This repository contains the code needed to reproduce the experiments of the paper:
J. Sanz-Cruzado, N. Droukas, R. McCreadie. 2024. FAR-Trans: An Investment Dataset for Financial Asset Recommendation. IJCAI-2024 Workshop on Recommender Systems in Finance (Fin-RecSys). Jeju, South Korea, August 2024.
If you use this repository in your research / development, cite the paper.
- Javier Sanz-Cruzado, University of Glasgow (javier.sanz-cruzadopuig@glasgow.ac.uk)
- Nikolaos Droukas, National Bank of Greece
- Richard McCreadie, University of Glasgow (richard.mccreadie@glasgow.ac.uk)
This software has been tested in Python 3.9. We provide two different ways to access the library. First, through manual installation. Second, through a Docker container image.

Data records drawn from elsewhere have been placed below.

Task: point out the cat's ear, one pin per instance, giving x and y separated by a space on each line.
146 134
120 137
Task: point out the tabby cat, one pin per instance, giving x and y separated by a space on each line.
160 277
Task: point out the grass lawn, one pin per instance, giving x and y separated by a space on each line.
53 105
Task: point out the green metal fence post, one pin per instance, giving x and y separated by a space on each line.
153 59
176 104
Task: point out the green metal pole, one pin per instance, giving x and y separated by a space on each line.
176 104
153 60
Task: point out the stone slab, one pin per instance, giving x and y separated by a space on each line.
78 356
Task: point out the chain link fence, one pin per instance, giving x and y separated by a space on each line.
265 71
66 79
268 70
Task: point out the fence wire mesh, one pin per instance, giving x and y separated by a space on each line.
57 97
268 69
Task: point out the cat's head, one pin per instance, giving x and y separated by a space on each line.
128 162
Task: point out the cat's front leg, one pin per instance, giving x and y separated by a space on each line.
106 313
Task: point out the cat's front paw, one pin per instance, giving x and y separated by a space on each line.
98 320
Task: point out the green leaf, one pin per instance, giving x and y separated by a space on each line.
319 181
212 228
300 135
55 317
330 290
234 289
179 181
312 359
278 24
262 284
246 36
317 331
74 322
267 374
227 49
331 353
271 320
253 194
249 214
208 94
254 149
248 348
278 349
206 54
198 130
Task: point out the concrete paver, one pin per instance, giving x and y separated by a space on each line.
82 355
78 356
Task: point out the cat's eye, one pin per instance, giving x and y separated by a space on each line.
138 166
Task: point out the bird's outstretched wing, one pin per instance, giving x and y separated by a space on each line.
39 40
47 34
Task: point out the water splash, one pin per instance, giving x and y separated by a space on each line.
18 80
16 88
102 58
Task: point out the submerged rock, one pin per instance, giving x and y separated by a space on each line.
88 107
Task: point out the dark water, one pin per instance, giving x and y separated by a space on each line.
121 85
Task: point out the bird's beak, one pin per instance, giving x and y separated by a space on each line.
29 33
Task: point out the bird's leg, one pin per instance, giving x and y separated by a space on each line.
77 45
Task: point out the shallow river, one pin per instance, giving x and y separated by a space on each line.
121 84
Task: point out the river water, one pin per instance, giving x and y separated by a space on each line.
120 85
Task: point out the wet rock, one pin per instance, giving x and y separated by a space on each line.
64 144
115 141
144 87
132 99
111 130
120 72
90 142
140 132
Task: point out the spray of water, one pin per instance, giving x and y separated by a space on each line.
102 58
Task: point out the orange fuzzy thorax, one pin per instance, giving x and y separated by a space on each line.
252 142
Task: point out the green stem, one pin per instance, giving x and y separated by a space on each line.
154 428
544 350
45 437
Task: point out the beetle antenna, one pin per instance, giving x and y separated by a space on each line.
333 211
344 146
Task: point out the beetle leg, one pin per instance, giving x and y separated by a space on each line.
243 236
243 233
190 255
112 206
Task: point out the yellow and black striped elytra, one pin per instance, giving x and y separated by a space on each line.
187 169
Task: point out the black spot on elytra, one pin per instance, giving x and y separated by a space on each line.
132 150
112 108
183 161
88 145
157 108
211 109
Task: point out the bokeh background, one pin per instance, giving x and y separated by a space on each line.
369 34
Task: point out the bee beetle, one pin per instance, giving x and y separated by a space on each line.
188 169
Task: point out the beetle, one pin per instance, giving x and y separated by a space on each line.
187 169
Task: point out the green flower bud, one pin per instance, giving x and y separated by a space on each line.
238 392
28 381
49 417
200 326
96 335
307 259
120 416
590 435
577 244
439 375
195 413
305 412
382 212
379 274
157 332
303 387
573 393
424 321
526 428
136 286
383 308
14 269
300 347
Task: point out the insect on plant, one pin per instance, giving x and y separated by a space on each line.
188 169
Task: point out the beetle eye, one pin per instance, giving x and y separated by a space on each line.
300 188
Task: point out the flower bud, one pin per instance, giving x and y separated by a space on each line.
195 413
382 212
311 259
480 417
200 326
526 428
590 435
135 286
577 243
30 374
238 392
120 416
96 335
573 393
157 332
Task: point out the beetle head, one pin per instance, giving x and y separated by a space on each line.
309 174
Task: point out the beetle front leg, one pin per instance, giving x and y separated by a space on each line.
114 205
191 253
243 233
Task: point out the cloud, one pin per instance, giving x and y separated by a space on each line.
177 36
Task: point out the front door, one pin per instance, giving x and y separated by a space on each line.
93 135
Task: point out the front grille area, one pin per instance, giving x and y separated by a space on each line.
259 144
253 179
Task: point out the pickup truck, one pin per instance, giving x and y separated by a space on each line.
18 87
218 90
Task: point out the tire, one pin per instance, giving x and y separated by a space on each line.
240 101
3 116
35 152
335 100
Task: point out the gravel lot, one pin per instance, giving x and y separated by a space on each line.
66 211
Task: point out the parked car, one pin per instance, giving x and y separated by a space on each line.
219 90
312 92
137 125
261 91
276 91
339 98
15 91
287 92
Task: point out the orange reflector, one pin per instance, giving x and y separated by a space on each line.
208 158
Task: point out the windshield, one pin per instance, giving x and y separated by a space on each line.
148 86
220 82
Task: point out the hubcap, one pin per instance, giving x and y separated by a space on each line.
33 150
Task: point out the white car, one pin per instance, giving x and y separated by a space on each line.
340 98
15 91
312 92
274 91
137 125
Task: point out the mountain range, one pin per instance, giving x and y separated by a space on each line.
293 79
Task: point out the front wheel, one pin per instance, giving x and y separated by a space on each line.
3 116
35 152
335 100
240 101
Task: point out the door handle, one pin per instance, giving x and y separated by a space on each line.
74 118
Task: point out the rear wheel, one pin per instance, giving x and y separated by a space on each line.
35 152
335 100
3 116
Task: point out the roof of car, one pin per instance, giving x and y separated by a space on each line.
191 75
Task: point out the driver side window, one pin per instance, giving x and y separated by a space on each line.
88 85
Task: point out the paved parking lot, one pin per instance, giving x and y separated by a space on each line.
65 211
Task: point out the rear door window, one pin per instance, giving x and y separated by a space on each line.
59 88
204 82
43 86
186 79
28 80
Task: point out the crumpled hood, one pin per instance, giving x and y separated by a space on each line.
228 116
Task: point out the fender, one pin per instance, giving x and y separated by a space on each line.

- Install the library requirements:
pandas==1.3.1
numpy
scikit-learn==0.24.2
joblib==1.1.0
ray==1.12.0
inspect-it==0.3.2
gdown==3.13.0
colorama==0.4.4
msgpack==1.0.3
redis==4.1.4
pyyaml==6.0
py-cpuinfo==8.0.0
aiohttp==3.8.1
mlxtend
xgboost==1.5.2
tabulate
lightgbm==3.3.2
cvxopt
psycopg2-binary
- Clone the FAR-Trans library
git clone https://github.com/JavierSanzCruza/far-trans.git
- In the same directory where FAR-Trans is stored, create a directory named
beta-recsys
- Clone the Beta-RecSys library into that directory:
git clone https://github.com/JavierSanzCruza/beta-recsys.git
- From the
beta-recsys
directory, install Beta-RecSys
cd ./beta-recsys
pip setup.py install
pip setup.py
Alternatively, we provide a Docker image to use this library. The Docker image initiates a Jupyter notebook server.
docker compose up
The Jupyter notebook server can be accessed from 'https://localhost:8888' and it will mount on a directory named 'iPythonNotebooks'.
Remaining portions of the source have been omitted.